Parental Health Status
The physical and emotional health of a child’s parents can affect their ability to care for their child and can influence the health of the family as a whole. Among children whose mothers were present in the home, the parents of 56.8 percent of children rated both the mother’s physical and emotional health as “excellent” or “very good.” This percentage was significantly lower in small and large rural areas (53.7 and 53.8 percent, respectively) than in urban areas (57.5 percent). Of children whose fathers were in the home, the parents of 62.0 percent reported that the father’s physical and emotional health were both either “excellent” or “very good”. Mirroring the physical and emotional health status of mothers, the percentage of fathers whose physical and emotional health was rated as “excellent” or “very good” was significantly lower in small and large rural areas (59.9 and 59.4 percent, respectively) than in urban areas (62.6 percent).

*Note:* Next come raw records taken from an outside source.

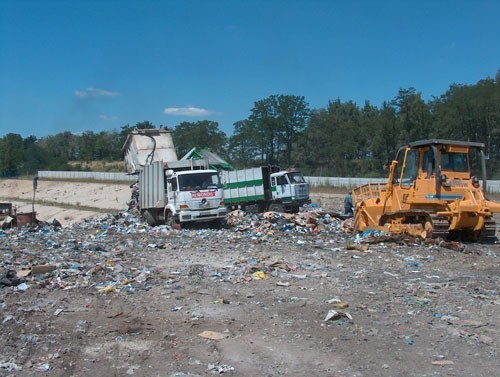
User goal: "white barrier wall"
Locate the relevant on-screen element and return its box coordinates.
[304,177,500,194]
[38,170,137,182]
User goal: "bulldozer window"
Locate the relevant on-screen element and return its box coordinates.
[401,149,420,187]
[441,152,469,172]
[422,148,436,178]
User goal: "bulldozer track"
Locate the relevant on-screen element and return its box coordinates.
[430,214,450,239]
[479,219,497,243]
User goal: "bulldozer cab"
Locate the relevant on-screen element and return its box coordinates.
[393,140,486,189]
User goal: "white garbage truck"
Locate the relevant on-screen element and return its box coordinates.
[222,165,311,213]
[138,160,226,226]
[122,128,226,226]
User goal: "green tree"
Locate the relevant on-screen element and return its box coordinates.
[172,120,228,158]
[228,119,262,167]
[0,133,23,177]
[391,88,432,144]
[249,95,310,165]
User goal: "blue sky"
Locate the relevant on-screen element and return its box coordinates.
[0,0,500,137]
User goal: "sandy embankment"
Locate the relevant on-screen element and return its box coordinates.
[0,179,344,225]
[0,179,130,225]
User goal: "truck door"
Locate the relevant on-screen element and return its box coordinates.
[271,175,292,199]
[165,177,178,205]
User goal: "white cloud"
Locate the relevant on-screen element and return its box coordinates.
[163,106,216,117]
[99,114,118,122]
[75,88,120,98]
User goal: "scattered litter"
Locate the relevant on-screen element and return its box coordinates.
[207,363,234,374]
[198,331,227,340]
[324,309,352,322]
[432,360,454,365]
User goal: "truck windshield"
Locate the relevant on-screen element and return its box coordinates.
[178,172,221,191]
[287,172,306,184]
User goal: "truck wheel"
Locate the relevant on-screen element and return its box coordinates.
[142,210,157,226]
[269,203,285,212]
[165,210,179,228]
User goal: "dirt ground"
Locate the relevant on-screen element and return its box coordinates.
[0,181,500,377]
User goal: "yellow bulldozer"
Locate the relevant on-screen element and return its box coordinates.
[351,139,500,241]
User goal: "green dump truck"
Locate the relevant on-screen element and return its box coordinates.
[222,165,311,213]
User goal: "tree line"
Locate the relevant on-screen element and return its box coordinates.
[0,71,500,179]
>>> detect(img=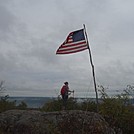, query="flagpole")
[83,24,99,112]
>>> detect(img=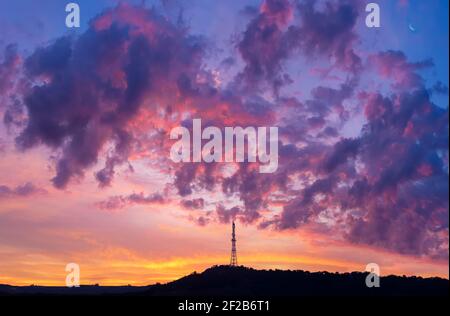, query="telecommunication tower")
[230,221,237,267]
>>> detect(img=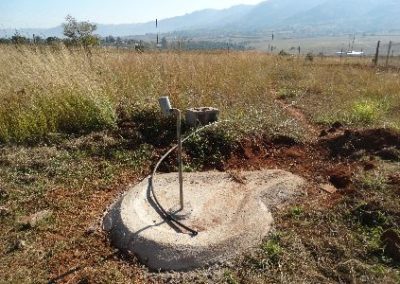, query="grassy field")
[0,46,400,283]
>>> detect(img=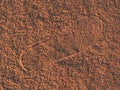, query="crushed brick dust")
[0,0,120,90]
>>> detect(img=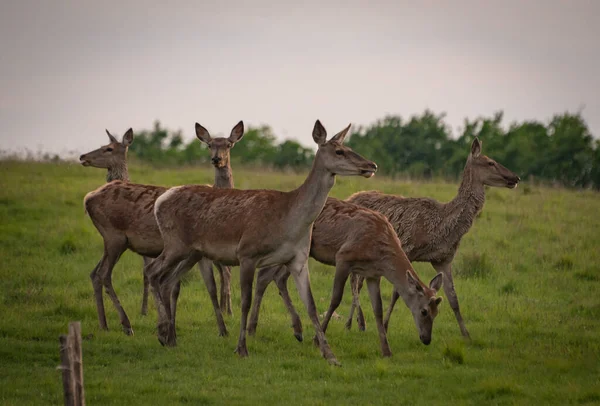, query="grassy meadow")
[0,161,600,405]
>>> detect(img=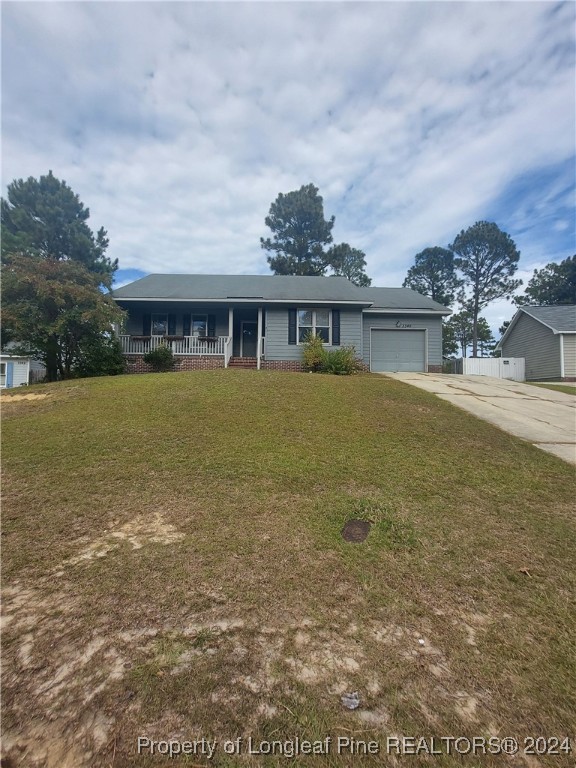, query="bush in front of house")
[323,347,362,376]
[304,334,363,376]
[303,333,326,373]
[143,344,174,373]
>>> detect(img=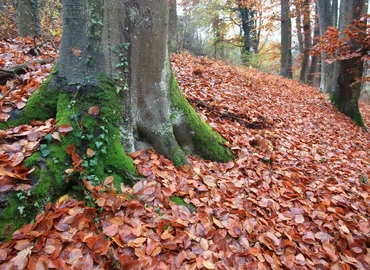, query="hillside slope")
[0,45,370,269]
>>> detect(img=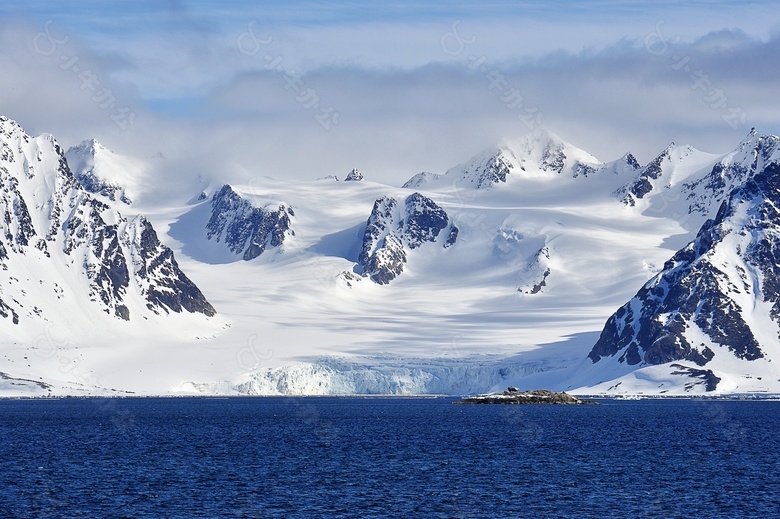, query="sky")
[0,0,780,189]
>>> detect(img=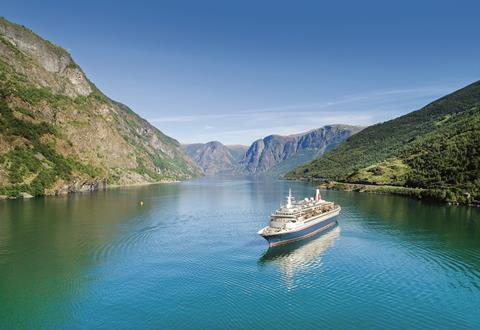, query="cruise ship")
[258,189,341,247]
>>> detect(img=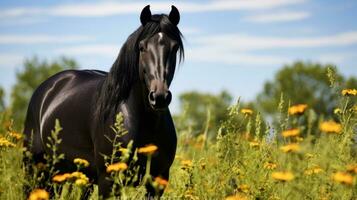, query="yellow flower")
[74,178,88,186]
[249,141,260,147]
[0,137,16,147]
[295,136,304,142]
[271,172,295,181]
[341,89,357,96]
[70,172,87,179]
[138,144,158,155]
[332,172,353,185]
[346,164,357,174]
[107,162,128,173]
[155,177,169,187]
[320,121,342,134]
[305,153,314,159]
[333,108,342,115]
[238,184,250,193]
[264,162,278,169]
[52,173,71,183]
[29,189,50,200]
[281,128,300,137]
[280,143,300,153]
[9,132,22,140]
[240,108,253,115]
[225,195,248,200]
[304,166,324,175]
[119,147,129,154]
[73,158,89,167]
[181,160,193,169]
[288,104,307,115]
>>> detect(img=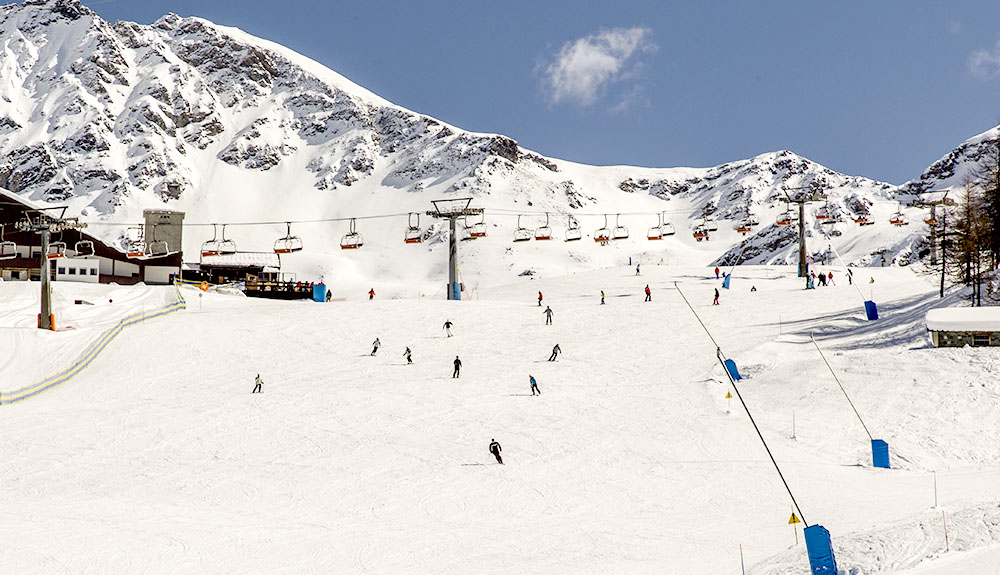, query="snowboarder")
[549,343,562,361]
[490,438,503,465]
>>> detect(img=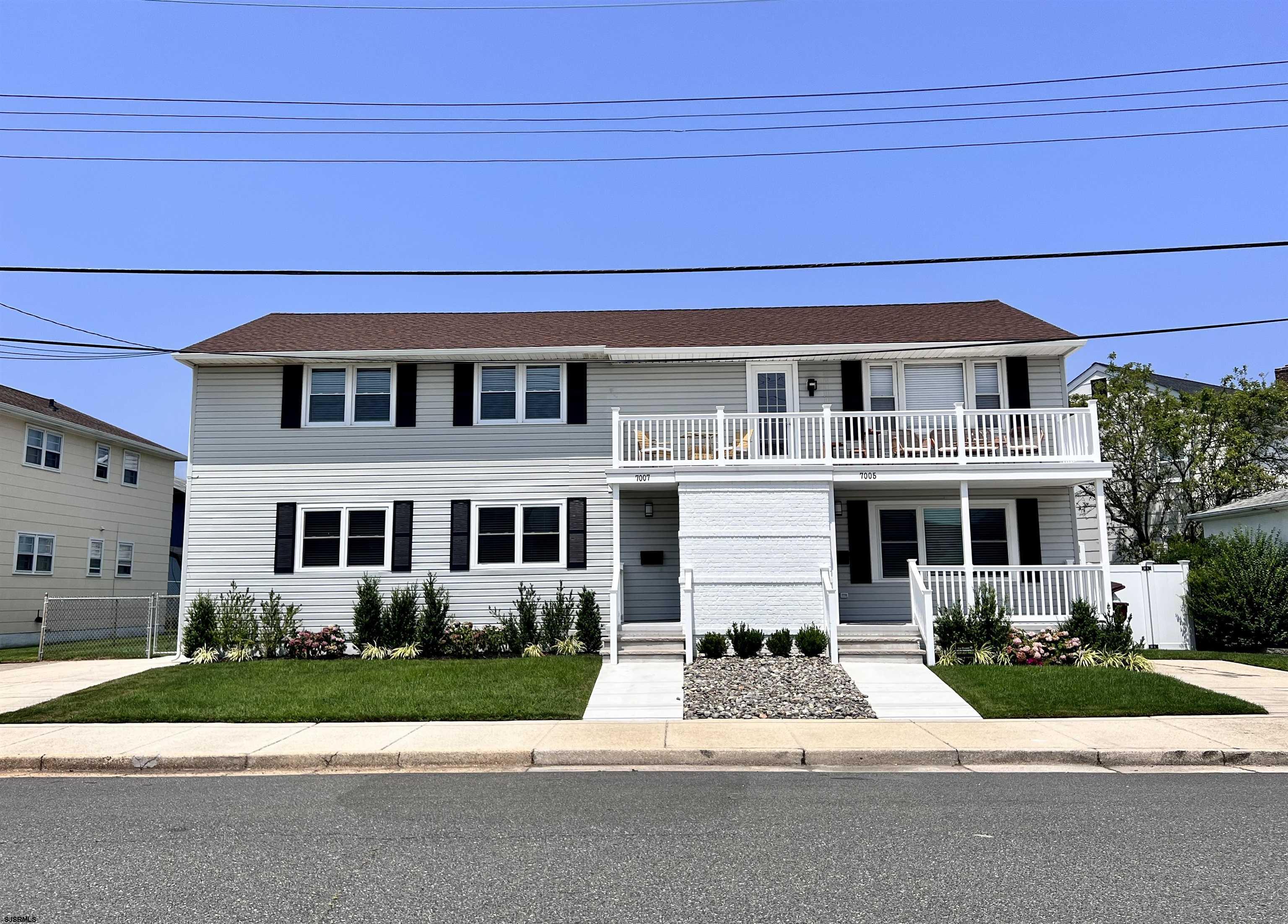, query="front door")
[747,362,796,459]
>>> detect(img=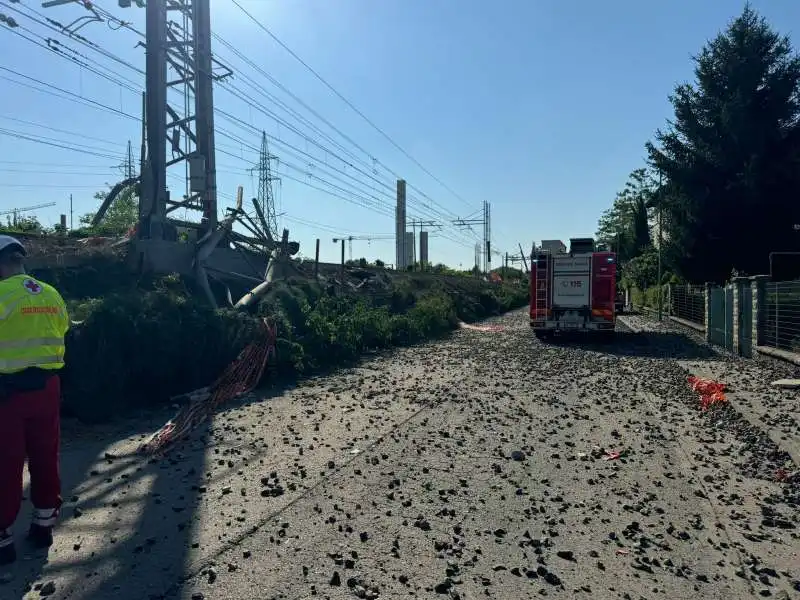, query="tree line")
[597,5,800,289]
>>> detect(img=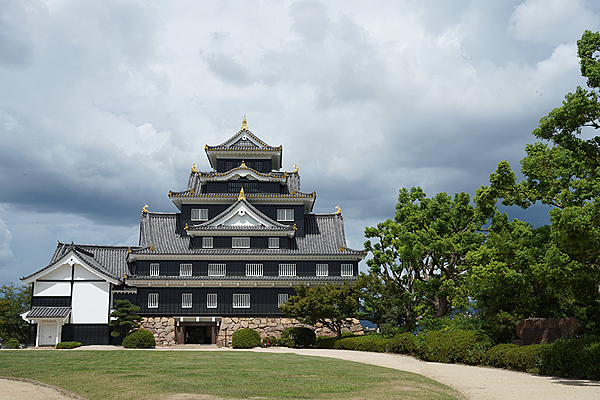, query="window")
[148,293,158,308]
[269,238,279,249]
[277,293,289,307]
[342,264,354,276]
[233,294,250,308]
[279,264,296,276]
[181,293,192,308]
[277,208,294,221]
[192,208,208,221]
[202,237,212,249]
[246,264,262,276]
[208,264,227,276]
[206,293,217,308]
[231,238,250,249]
[316,264,329,276]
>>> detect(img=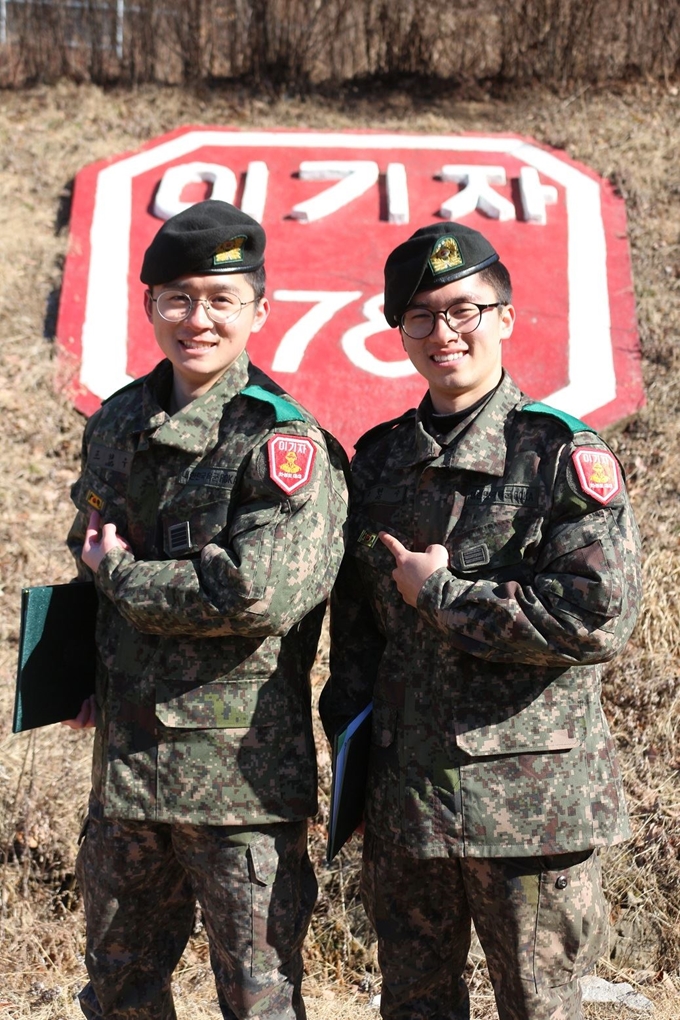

When considering physical and emotional health separately, some similar differences were observed by location. The mothers of children in urban areas were significantly more likely than those in rural areas to be in excellent or very good physical health: 64.8 percent of urban children had mothers whose physical health was excellent or very good, compared to 61.6 percent of children in large rural areas and 60.3 percent of those in small rural areas. The percentage of children whose mothers were in excellent or very good emotional health was around 70 percent in all areas.
The same pattern was evident for the health status of fathers. Of children in urban areas, the fathers of 69.1 percent were reported to be in excellent or very good physical health, compared to 65.1 percent of children in large rural areas and 65.9 percent of those in small rural areas. In the case of fathers’ emotional health, there was no significant difference by location.